J’en suis à mon 8ème Stephen King depuis que j’ai entamé cette monstrueuse relecture, et avec Marche ou crève, j’atteignais le 1er roman que je trouve totalement raté de l’auteur. Et pas de chance, j’ai enchaîné direct avec le 2ème, qui est Charlie! Dans mon souvenir, l’histoire était prenante et mouvementée, avec cette gamine possédant des facultés de pyrokinésie. Mais les souvenirs sont parfois trompeurs…

Andy McGee et Vicky Tomlinson ont participé il y a quelques années à une expérience scientifique histoire de gagner 200 dollars, et ils auraient dû s’abstenir… On leur a administré un produit intitulé Lot 6, et qui va grandement perturber leur métabolisme. Vicky va être capable de faire bouger les objets à distance et Andy d’influencer les gens. Mais ce dont ils ne se doutaient pas, c’est qu’en donnant naissance à leur petite fille Charlie, celle-ci serait également investie de pouvoirs…

Charlie pourrait se voir comme une extension de Carrie, le tout premier roman de King, développant une histoire là encore centrée sur une fille aux pouvoirs impressionnants. Ici, Charlie n’est pas encore une adolescente mais une gamine en proie à la peur face à ce pouvoir qui risque de la dépasser et de la consumer. Tout comme Carrie White, elle va lutter contre ce don qu’elle trouve maléfique, avant de se rendre compte du potentiel qu’elle a grâce à lui, et de cette sensation grisante de pouvoir lorsqu’elle l’utilise. Il y a de nombreuses similitudes avec Carrie, mais le bouquin ne parvient jamais à l’égaler. La faute à des personnages au final inintéressants, et surtout à des situations sans réel intérêt. Là où King faisait habilement monter la tension jusqu’à l’explosion finale dans Carrie, on passe péniblement par différents décors dans Charlie, et seule une scène ressort du lot, c’est l’attaque de la ferme des Manders.
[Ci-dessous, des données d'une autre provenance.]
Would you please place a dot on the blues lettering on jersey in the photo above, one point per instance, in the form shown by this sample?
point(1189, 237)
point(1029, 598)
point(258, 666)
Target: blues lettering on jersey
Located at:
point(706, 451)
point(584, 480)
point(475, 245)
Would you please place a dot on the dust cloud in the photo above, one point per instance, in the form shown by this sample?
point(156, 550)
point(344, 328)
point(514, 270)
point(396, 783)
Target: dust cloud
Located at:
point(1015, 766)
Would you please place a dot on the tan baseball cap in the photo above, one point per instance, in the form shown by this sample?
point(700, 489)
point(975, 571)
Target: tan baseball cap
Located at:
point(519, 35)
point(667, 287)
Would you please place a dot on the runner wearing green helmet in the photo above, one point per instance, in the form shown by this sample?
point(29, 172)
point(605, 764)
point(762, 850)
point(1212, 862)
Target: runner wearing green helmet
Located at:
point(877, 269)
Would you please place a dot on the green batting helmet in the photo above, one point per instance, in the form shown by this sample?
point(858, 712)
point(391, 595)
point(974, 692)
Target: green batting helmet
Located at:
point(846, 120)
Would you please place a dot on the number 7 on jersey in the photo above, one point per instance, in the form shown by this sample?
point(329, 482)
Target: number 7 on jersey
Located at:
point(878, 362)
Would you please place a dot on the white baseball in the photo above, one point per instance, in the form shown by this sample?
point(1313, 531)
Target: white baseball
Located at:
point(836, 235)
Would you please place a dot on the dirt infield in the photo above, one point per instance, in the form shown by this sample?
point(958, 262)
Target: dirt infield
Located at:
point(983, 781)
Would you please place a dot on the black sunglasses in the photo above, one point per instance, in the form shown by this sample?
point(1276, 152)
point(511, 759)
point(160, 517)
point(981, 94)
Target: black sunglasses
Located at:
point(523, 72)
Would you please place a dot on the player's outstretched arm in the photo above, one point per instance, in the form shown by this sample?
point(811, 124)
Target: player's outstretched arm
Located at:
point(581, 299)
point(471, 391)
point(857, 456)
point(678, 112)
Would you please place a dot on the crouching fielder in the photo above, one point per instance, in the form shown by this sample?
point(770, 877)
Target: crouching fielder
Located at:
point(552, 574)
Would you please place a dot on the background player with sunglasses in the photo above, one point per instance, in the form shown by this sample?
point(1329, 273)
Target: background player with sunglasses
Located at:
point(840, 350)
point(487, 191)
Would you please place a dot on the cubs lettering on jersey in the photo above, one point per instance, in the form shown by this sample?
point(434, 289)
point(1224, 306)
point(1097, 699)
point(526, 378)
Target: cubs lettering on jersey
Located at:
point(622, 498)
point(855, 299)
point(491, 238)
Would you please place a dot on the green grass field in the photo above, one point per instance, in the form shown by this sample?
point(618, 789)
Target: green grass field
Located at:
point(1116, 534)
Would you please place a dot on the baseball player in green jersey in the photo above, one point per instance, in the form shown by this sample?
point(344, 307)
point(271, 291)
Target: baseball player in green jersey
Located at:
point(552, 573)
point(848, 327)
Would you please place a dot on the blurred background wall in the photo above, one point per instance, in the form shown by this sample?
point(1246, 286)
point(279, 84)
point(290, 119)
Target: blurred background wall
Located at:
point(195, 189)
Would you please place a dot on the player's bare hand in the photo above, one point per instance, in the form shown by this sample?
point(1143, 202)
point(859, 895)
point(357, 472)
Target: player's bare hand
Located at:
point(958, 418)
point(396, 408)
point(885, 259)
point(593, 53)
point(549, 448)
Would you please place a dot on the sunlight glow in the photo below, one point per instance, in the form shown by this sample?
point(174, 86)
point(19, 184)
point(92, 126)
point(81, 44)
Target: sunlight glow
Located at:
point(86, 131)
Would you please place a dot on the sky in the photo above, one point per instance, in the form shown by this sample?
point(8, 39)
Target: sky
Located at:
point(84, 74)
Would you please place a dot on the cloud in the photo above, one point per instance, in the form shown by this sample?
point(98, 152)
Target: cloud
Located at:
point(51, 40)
On ne sent pas les émotions qui tiraillent la jeune fille tandis qu’elle lutte contre son pouvoir, son père n’a pas grand intérêt, mis à part 2-3 moments où les liens avec sa fille s’avèrent un peu touchants…

Mais Charlie semble avoir été écrit en mode automatique, comme un roman de commande duquel King serait resté distant… C’est assez perturbant et frustrant, surtout quand on a lu peu de temps auparavant les excellents Dead Zone et Rage… Il y a un réel problème de rythme dans ce bouquin, qui va passer son temps à stagner dans des décors différents. Dans la cabane au fond des bois, dans les sous-sols de la Boîte (l’organisme ayant procédé aux injections), et ce roman qui se veut paranoïaque n’est finalement que d’un ennui profond…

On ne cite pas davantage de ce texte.